Why’s he asking? Is he actually entertaining the idea of selling to me? What’s the best angle to play here? I have no idea, so I answer honestly. “Human growth hormone secretagogues, epi plate skeletal growth compounds, and anterior pituitary gland enhancers. And it’s a long shot, but maybe IL-4 receptor modulators for asthma too.”

He furrows his brow at me. “Sounds like you done your homework, so maybe you already know: the splice I sell, it’s generic. That means it’s not specifically tuned to any one person’s DNA. It’s cheaper that way, but way more dangerous. I sell it to dumb jocks who’ll do anything to make it pro. What do they got to lose, right? If they don’t go pro, they’re either enlisting and gettin’ killed, or scrubbing toilets for five percent over basic. A Moore student has a future. It ain’t worth it.”

“It’s worth it to me.”

“The shopping list you just gave me, probably kill you.”

“I already said, I’m willing to risk it.”

“I’m not. One of these jocks’ heart explodes, nobody bothers with it. Everyone knows they use. And ain’t nobody cares about some athlete. But a Moore student dies of CRISPR Shock? You better believe they’ll find a way to track it to me. I’d be better off putting you in the ground tonight.”

“You don’t understand, I need to be bigger. Please.” I blink back the tears. Twenty-one centimeters too short. Sixteen kilograms too light. At seventeen, there’s less than a year to change all that. “This is my last chance. I’m begging you.”

He stares at me for what seems an eternity. His impassive face gives away nothing.

Tumbo shifts his weight at the edge of my vision, leaning against the kitchen door frame. “No worth it, boss.”

The Doctor clears his throat. “You’re not leaving here with splice, Gabrielle Rhodes. But you do get to leave.” His eyes flick toward the door. “Go.”

I stand on shaky legs, tears roaming unchecked down my cheeks.

“I’m keeping this,” the Doctor says, spinning the pistol on his finger like a gunslinger from some VR show. “You don’t see old style slug-throwers like this too often.”

“I, I need it back,” I blurt out. “I borrowed it, and if it doesn’t show back up, there’ll be questions.”

“Merits,” Tumbo says.

“That’s why I keep him around,” the Doctor says. “His pragmatism. You brought merits, right? I don’t think you came in here to hold me up for the splice.” Then he turns to Tumbo, smiling. “Although after everything else, hell, maybe she did.”

“No, I was gonna pay.”

“So you got an unregistered card?”

“Yeah,” I admit, realizing where this is going. Fishing it from my pocket, it goes from me, to the Doctor, to Tumbo’s waiting hand.

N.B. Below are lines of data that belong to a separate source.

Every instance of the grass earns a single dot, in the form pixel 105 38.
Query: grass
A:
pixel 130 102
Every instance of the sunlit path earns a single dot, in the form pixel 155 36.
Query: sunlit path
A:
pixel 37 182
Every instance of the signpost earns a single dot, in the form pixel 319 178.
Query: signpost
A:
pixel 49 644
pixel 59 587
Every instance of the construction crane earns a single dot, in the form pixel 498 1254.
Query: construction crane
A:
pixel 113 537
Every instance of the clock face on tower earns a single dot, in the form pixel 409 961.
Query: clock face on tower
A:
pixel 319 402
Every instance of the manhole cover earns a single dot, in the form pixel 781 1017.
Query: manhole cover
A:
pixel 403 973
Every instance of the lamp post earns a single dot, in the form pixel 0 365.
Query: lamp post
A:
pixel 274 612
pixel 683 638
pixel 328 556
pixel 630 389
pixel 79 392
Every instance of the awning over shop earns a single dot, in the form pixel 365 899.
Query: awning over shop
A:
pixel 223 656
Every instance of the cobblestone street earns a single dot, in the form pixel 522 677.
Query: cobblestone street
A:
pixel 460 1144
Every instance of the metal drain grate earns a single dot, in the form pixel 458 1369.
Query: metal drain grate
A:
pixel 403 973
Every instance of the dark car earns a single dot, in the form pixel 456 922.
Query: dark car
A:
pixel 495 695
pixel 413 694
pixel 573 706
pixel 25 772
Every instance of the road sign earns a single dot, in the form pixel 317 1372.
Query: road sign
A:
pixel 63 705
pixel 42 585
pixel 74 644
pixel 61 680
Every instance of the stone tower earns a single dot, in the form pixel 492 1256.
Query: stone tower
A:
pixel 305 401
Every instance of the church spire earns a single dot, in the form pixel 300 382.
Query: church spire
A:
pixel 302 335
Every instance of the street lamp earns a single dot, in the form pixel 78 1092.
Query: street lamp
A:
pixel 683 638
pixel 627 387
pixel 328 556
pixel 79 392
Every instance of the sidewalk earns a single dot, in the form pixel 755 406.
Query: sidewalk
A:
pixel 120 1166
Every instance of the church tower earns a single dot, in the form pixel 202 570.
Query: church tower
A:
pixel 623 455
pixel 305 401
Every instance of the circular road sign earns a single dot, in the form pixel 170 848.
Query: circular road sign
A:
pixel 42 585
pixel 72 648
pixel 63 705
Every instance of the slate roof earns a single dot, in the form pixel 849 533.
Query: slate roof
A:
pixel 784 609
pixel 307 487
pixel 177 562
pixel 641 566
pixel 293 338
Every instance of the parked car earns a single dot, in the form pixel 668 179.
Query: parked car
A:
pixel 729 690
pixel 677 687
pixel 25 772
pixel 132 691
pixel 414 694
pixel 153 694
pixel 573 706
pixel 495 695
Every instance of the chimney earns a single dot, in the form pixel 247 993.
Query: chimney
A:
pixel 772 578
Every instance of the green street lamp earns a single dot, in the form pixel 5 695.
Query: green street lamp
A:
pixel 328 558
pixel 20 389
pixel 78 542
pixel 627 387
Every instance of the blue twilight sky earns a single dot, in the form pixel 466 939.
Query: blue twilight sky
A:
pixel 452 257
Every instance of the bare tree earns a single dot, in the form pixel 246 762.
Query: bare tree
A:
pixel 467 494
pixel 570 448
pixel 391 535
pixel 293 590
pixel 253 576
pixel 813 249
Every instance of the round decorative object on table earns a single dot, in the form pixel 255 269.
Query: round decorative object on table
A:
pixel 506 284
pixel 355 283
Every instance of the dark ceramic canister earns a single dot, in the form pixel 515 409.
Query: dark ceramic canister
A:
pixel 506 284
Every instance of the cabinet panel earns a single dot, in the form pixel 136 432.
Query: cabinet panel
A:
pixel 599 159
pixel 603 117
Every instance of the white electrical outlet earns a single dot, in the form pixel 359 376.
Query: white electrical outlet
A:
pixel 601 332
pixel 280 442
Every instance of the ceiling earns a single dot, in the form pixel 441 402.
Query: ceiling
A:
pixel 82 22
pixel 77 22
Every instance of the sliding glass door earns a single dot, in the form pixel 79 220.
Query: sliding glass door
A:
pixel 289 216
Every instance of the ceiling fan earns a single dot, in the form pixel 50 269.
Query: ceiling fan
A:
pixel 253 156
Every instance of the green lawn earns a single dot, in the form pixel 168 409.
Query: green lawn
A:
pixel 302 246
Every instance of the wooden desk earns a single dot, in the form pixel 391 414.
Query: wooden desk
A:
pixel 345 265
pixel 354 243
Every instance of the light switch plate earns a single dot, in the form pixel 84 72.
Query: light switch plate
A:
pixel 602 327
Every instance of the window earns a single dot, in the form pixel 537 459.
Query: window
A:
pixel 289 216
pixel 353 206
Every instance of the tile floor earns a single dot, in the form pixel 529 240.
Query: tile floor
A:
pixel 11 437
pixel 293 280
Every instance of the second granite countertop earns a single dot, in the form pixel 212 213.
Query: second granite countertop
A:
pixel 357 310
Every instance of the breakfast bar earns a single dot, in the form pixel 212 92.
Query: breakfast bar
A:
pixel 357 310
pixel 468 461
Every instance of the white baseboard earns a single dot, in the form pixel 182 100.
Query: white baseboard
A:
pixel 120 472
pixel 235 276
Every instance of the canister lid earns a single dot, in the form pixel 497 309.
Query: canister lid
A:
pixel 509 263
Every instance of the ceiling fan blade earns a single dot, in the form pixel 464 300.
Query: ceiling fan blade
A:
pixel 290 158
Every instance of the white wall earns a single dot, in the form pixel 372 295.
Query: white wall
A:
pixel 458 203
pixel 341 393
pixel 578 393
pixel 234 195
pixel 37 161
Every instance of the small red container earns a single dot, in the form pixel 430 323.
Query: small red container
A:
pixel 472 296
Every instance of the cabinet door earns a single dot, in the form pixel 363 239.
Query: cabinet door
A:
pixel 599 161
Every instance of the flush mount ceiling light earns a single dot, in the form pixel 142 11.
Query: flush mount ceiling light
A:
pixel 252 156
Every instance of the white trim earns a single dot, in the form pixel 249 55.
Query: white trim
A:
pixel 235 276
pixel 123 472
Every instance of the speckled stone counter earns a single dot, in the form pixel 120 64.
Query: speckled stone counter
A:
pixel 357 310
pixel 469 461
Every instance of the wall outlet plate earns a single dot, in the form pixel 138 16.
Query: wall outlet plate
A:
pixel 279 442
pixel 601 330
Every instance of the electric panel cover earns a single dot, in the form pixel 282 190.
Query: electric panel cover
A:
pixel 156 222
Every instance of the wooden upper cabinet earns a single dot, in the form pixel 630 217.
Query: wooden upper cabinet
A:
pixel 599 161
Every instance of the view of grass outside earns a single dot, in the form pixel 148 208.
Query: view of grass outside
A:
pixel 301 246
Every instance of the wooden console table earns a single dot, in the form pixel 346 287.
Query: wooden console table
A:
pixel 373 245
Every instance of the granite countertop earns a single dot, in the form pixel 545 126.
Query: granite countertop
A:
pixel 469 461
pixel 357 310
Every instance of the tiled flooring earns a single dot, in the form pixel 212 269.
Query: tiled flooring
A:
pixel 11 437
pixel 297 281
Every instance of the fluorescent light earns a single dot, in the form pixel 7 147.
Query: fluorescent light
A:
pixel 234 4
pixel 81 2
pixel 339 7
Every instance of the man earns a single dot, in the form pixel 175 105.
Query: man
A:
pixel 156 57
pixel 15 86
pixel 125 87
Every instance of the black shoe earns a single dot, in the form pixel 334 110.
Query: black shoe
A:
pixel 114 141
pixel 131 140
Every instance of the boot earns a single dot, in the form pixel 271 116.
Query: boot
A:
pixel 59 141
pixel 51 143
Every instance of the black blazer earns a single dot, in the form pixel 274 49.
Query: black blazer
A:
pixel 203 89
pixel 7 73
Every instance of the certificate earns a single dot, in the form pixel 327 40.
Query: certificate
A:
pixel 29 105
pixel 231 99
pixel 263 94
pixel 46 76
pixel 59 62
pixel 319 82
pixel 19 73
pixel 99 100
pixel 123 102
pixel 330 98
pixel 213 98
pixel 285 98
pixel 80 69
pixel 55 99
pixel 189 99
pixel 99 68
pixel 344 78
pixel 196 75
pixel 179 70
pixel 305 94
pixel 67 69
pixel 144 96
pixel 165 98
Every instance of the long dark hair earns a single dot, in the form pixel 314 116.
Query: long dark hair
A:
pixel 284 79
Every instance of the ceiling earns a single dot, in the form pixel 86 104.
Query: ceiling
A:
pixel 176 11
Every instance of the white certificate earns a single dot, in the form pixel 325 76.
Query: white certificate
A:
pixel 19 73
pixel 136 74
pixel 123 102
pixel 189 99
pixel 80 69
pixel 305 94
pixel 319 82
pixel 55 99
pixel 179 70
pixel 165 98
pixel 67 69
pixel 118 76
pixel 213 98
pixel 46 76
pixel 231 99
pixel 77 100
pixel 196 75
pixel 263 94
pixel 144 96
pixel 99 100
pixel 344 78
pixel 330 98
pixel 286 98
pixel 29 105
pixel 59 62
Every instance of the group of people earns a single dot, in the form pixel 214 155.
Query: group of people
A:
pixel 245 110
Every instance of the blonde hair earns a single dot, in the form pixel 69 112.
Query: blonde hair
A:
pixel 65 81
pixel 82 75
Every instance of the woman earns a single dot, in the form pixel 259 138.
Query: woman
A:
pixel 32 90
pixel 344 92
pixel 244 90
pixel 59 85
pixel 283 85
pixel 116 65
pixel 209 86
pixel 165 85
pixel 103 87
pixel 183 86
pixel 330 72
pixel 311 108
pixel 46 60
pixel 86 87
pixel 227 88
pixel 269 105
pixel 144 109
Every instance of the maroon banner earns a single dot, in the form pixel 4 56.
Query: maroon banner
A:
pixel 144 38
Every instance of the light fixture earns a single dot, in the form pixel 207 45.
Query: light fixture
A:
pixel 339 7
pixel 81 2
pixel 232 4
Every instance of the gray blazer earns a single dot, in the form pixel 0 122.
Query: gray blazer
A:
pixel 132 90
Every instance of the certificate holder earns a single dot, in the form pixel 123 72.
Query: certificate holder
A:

Tumbo taps it against his terminal. “Four ‘tousand, three hundred and twelf.”

“Your lucky day, Gabrielle. That is the exact fee to get this gun back.”

“All of it?” I whisper.

“‘Fraid so. Ammunition’s sold separately.” He pops the magazine free and pulls the slide back. The cartridge spirals from the chamber, landing silently on the carpet’s pile. He empties the rounds from the magazine before offering it back to me. He doesn’t let go until he says, “Forget you ever heard about me. Tonight…this shit, did not happen. You get me?”

I try to speak, but I can only choke down the knot in my throat and nod.